Cabbage Worms on Broccoli: How to Identify and Control Them
Ragged holes chewed through the leaves and small green caterpillars tucked into the crown are the signature of cabbage worms — the most persistent pest broccoli faces. Several different caterpillars are lumped under the name, but they damage the plant the same way and respond to the same controls. Catch them early, before they bore into the head, and they're entirely manageable.
Imported cabbageworms
What's happening
The velvety, pale-green caterpillars of the white cabbage butterfly — the small white butterflies you see fluttering over the bed. They blend almost perfectly with broccoli leaves and chew large irregular holes, leaving dark green-brown droppings, then crawl deep into the head where they're hard to spot.
How to confirm
Look for the slow-moving fuzzy green caterpillars along leaf veins and midribs, the white butterflies laying eggs, and crumbly dark frass collecting in leaf crevices and the crown.
How to fix it
Hand-pick caterpillars and squash the tiny yellow eggs on leaf undersides — for a few plants this alone keeps them in check.

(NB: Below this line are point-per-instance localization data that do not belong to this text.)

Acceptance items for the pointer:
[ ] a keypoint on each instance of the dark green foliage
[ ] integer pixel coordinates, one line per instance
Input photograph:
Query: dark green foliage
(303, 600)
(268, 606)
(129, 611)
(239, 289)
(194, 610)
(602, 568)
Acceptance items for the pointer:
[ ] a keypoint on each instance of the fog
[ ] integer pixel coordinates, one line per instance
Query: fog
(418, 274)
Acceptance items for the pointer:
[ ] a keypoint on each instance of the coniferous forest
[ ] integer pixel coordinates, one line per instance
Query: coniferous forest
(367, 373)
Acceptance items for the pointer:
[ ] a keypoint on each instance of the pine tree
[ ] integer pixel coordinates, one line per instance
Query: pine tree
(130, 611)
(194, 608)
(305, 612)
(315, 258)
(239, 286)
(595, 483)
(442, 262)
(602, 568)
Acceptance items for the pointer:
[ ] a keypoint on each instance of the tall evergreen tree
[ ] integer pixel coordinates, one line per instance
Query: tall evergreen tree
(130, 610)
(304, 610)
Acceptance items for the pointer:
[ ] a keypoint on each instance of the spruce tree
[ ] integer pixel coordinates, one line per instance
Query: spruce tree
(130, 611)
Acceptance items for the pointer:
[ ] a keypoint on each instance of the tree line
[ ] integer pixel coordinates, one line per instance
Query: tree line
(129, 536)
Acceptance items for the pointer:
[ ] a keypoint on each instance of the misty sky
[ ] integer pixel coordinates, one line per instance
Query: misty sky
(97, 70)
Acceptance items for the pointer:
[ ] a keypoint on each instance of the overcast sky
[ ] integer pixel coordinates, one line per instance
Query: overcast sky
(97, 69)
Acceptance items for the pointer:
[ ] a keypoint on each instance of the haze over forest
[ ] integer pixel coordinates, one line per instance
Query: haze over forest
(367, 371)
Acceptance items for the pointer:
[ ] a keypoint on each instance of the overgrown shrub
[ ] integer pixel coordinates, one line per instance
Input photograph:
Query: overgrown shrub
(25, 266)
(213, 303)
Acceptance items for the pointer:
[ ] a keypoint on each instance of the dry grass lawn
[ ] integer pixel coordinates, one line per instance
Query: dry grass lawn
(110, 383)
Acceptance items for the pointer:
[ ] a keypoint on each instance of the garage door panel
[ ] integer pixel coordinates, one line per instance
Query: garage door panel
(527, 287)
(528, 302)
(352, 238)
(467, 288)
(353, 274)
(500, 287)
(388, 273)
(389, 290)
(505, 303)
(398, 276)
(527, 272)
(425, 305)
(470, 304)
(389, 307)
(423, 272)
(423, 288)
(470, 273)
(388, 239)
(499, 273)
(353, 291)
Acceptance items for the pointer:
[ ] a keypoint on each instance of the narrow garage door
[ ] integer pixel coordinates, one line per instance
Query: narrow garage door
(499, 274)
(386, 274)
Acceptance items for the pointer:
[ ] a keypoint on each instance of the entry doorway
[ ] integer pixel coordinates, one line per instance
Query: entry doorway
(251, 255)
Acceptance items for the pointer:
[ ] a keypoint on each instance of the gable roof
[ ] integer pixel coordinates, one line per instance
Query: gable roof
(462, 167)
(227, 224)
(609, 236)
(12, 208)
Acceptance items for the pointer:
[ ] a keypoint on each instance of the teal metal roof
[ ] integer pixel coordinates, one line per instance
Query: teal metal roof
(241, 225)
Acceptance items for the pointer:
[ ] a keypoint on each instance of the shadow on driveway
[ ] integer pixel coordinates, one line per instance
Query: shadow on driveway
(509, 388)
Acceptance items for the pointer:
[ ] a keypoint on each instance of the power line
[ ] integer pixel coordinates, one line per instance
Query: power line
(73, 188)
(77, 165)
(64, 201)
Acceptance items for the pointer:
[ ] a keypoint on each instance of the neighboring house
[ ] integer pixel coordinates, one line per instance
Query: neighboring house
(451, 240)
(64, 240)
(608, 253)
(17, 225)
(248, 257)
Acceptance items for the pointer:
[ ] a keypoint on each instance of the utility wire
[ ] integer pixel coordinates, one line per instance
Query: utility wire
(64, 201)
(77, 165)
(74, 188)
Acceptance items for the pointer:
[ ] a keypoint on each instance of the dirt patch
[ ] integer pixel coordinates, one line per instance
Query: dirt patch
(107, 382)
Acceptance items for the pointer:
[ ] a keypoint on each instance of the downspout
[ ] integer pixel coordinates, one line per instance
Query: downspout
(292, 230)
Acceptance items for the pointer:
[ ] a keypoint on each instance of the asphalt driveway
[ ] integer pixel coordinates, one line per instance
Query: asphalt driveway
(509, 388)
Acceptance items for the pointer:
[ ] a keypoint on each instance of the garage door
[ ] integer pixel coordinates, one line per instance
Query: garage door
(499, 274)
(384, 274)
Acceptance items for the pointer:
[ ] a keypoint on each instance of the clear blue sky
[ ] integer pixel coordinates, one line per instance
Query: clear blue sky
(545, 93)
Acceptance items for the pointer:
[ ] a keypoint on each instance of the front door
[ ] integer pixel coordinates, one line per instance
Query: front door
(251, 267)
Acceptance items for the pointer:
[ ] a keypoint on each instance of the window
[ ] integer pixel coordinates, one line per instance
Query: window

For heavier infestations, spray with Bt (Bacillus thuringiensis), a caterpillar-specific biological control, or insecticidal soap on younger larvae, coating leaf undersides and the head.
Prevent it
Cover the crop with floating row cover from transplant on to block the butterflies from laying eggs, and inspect leaf undersides weekly through the season.
Cabbage loopers
What's happening
Smooth green caterpillars that move in a distinctive looping, inchworm motion, arching their backs as they crawl. They're voracious leaf-eaters that skeletonize foliage and bore into developing heads, often doing more damage faster than cabbageworms.
How to confirm
Watch for the looping crawl that gives them away, larger ragged holes between leaf veins, and the night-flying brown moths that lay their eggs.
How to fix it
Hand-pick where practical, then treat with Bt or neem oil, which disrupts feeding and the larvae's life cycle. Repeat applications every 7–10 days while caterpillars are active, since new eggs keep hatching, and always coat leaf undersides.
Prevent it
Row cover excludes the egg-laying moths, and clearing crop debris at season's end removes overwintering pupae. Encourage parasitic wasps and other beneficials by avoiding broad-spectrum sprays.
Diamondback moth larvae
What's happening
Tiny, slender green caterpillars that wriggle backward rapidly and drop on a silk thread when disturbed. They chew small holes and 'windowpane' patches where they eat one leaf surface but leave the other, and they reproduce in waves through the season.
How to confirm
Look for very small, fast-wriggling larvae, pinhole and windowpane feeding damage rather than big chewed holes, and caterpillars that dangle on threads when you brush the plant.
How to fix it
Bt and insecticidal soap both work on the small larvae; spray thoroughly, including leaf undersides, and reapply on a 7–10 day schedule because generations overlap. Rotating control methods helps since this pest develops resistance quickly.
Prevent it
Use row cover, rotate brassicas to a new bed each year, and keep the patch weeded of related wild mustards that host the pest between crops.
When to worry (and when not to)
A few holes in the outer leaves are cosmetic and the plant shrugs them off — broccoli leaves are tough and most of the plant's energy still reaches the head. Step in promptly once you see caterpillars or frass near the crown, since worms that bore into a forming head ruin the harvest and are nearly impossible to wash out after cutting. A weekly inspection and an early Bt spray almost always keep a planting well ahead of the damage; soaking cut heads in cold salted water before cooking floats out any stragglers you missed.